This weekend's was co-sponsored by the Tolkien Society (UK-based, though very international) and the Tolkien Society of Serbia, and Saturday's papers were to be in Serbian. I was busy anyway, so I skipped that, and listened to as much as I could - not much, as it turned out - of Sunday's in English.
The best one I heard was a presentation by Erik Jampa Andersson on the historical framing of the legendarium. He talked lucidly and with command of the material about the purported fictional translations, and about the real-world historical setting, postulating that Tolkien pulled back from the initial idea of a mythological English origin story to something set further and further back in history,* to the point - Andersson said - that the legends could be depicted as the origins not just of English or even broadly European myths, but more generally - so as to authorize anybody to write Tolkien fanfic or create media adaptations?

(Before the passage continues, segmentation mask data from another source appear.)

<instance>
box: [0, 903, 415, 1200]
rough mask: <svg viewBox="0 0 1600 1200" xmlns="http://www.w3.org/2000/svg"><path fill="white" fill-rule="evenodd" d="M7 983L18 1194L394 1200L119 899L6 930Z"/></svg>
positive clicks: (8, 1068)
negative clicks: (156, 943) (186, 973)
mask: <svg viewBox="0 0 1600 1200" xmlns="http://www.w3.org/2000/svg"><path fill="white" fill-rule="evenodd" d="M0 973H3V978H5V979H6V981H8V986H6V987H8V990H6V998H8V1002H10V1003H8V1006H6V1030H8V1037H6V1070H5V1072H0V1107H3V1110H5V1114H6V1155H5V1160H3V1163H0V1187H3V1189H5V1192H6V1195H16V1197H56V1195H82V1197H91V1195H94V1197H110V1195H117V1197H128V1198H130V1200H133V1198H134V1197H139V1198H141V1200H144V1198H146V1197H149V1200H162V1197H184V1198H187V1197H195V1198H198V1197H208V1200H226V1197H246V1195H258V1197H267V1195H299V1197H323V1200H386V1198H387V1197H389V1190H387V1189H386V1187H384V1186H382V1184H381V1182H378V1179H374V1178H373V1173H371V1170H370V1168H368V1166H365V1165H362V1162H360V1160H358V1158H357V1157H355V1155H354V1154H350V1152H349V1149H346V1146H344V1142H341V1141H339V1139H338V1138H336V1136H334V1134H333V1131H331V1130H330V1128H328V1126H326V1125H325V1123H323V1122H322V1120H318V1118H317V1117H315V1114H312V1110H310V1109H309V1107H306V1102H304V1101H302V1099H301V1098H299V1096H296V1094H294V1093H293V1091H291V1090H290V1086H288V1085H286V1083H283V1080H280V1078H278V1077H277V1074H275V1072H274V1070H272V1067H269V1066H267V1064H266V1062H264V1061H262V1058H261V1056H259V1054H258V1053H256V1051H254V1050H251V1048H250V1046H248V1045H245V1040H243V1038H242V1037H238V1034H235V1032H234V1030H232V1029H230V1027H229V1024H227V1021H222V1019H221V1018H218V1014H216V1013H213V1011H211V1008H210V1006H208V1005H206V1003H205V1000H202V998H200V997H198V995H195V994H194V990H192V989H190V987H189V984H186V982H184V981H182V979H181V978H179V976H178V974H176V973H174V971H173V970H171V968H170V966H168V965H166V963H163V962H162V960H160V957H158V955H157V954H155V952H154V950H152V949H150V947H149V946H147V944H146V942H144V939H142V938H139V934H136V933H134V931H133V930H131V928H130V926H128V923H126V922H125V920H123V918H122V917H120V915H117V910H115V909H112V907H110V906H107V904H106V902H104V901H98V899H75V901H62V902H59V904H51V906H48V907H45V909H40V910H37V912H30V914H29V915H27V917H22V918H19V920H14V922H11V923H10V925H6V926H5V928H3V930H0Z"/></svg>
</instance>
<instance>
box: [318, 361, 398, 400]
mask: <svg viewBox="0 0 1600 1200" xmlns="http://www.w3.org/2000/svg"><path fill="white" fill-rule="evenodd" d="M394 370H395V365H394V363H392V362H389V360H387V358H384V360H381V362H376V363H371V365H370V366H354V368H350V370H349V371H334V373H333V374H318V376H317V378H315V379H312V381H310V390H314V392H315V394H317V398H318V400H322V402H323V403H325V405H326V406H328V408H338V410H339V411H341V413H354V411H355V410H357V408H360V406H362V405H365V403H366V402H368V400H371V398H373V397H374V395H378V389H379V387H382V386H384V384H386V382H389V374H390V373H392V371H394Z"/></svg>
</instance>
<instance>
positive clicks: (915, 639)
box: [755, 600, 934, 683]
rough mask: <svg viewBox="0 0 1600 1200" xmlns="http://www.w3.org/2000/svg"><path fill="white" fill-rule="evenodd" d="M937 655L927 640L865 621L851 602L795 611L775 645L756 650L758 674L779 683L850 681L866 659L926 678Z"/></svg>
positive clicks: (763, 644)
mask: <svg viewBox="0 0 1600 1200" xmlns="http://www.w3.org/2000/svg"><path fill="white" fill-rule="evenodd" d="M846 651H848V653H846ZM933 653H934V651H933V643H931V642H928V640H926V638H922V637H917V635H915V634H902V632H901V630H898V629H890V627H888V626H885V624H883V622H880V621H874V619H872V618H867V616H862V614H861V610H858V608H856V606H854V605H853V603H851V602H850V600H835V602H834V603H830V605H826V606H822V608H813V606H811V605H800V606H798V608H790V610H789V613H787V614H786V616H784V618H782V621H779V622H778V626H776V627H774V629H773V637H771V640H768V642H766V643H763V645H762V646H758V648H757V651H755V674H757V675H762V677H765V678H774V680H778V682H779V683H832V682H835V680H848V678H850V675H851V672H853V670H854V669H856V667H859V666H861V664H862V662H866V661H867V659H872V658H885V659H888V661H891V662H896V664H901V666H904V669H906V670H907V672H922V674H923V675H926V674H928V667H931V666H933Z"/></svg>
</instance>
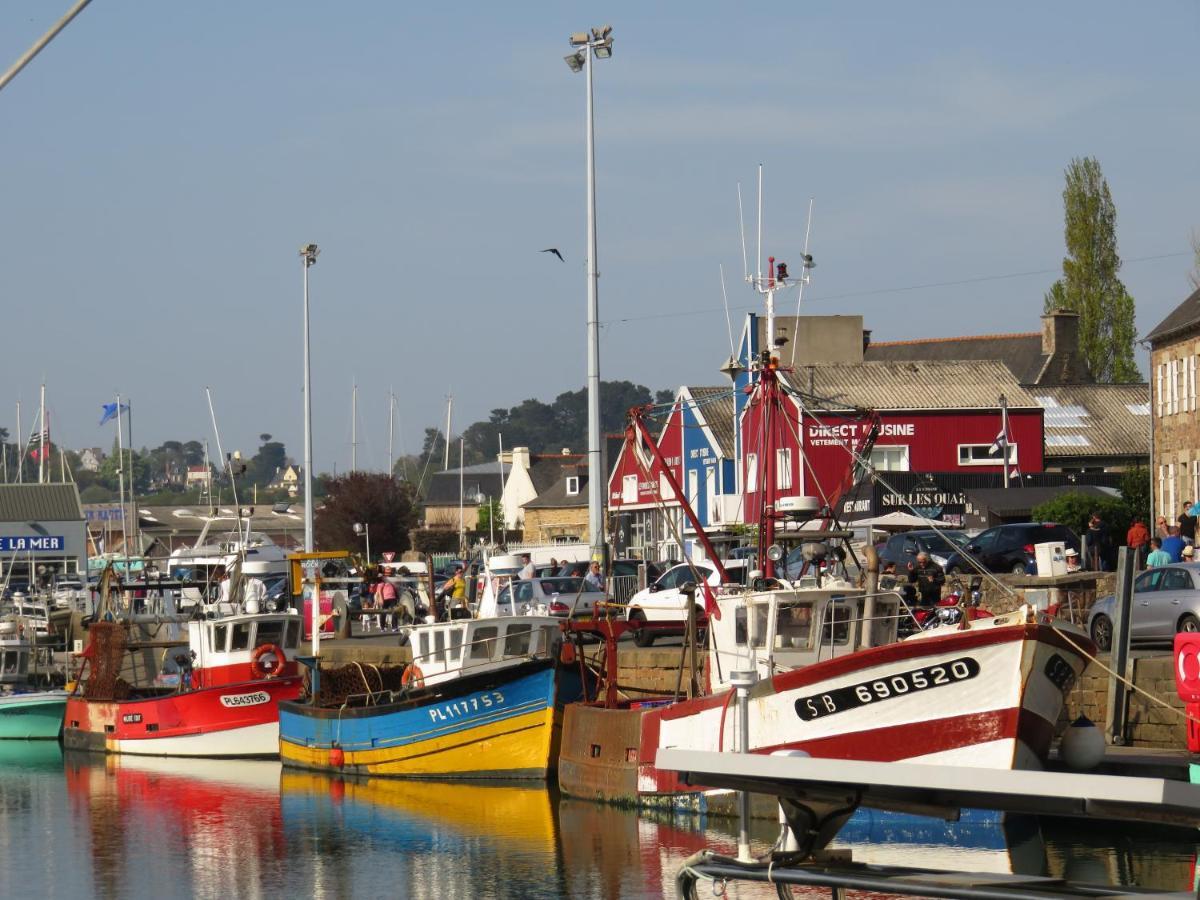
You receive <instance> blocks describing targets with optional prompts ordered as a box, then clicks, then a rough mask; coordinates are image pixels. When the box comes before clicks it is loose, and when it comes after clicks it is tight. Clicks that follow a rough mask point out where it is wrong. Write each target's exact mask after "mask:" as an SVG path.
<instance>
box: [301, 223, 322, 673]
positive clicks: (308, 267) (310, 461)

I wasn't quite clear what the argumentative point was here.
Andersson then segued into discussion of media adaptations in general, and here I lost more of his thread. Noting Tolkien's belief that drama was naturally hostile to fantasy, producing mechanical tricks which strain to generate secondary belief, Andersson simultaneously argued that viewers of fiction films can't be totally immersed into the experience because they can't forget that they're watching actors and not the 'real' people, but also that a movie, because it is visual and auditory, not just textual, 'cements' that version of the story in viewers' minds, making them think that's the 'correct' version.
This ties in with my argument about media colonization - that you can't just ignore an effective movie and take the book down from the shelf, because the movie will be in the head - but Andersson was more interested in contrasting this 'cementing' with Tolkien's preference for unreliable narration.
Here I thought he went a little far. It's true that Tolkien experimented with writing stories that were factually unreliable within the fictive universe, but I think you can tell which ones those are, and while there are small points in The Lord of the Rings which are unknown or unanswered, the oft-used trope of claiming Sauron as the hero and depicting the book as a giant libel on him does not, I think, fall into that category. I mean, you can write that, but don't claim Tolkien's imprimatur on it.
*Andersson said what I've also noted, which that it is often difficult to explain to people that Tolkien's legendarium is set - as Andersson very nicely put it - not in an imaginary place, but in a real place in an imaginary time.